I used to teach a Ready to Work program for long-term unemployed, under-employed, and homeless individuals. By far, this was one of the most rewarding jobs I've ever had. One of the exercises we did during the first week, I think, was one of the most powerful - and we built from it for the rest of the time we spent together.
I had each of them make a timeline of their life. They didn't have to use words. They could use symbols or pictures. They didn't have to share. This was for them. Some people were resistant. You can imagine, if you were homeless, not all of your memories are of the pleasant variety.
Now, as an instructor, I couldn't be exempt. I participated as well and was the first to share. I shared about not only the good things, like graduating from college or getting my first camera, but also my first failed photo shoot and how embarrassed I was, and deaths in my family.
Then I followed up with a series of questions as they looked at their timeline. This was not a sharing time, but a reflecting time. It went along something like this:
"Look at your timeline.
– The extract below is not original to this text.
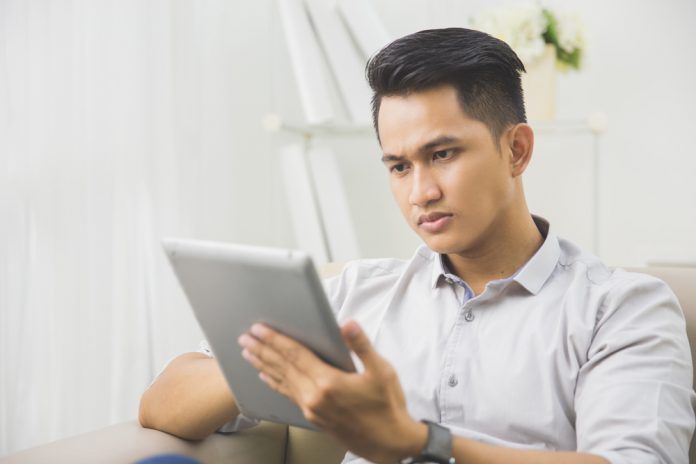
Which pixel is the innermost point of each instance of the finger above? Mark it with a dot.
(263, 357)
(357, 341)
(289, 350)
(284, 379)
Like me, you probably have some good times and some bad times. But, here you are. You got through them. What led to the good times? What was it about those times that were good? Do you have any of those things in your life now? What strengths did you exhibit during those good times? Now, look at the bad times. You survived. What got you through? What strengths did you draw on? What supports did you use? And look at the pattern of what you found to be 'good' memories...is there a common thread? What about the 'bad' memories? Think about what you left out. Is there a reason you left them out? Look at what you included. Is there a reason those memories stand out to you more than others?"
I'm sure there were other questions I asked as well, but you can see how this went. I was helping them to mine for gold. Ruminating on the past and pining for the good old times or regretting what has happened can get you pretty stuck in the past and not moving forward. You end up digging in the dirt and just getting dirty. But, there's treasure to be found there! Look for that treasure! You will find it, and you will certainly be richer for it.
Here is a related post I found on Facebook: The Power of Utilization by Maureen | on September 9, 2012. I read this post a few times to get it to really sink in. You should read it too. What did I learn from this post? I learned that you can take moments in your past (good or bad) and make them mean something else. You can take a frustrating moment in time and make it become a learning experience or something you can use as a stepping stone.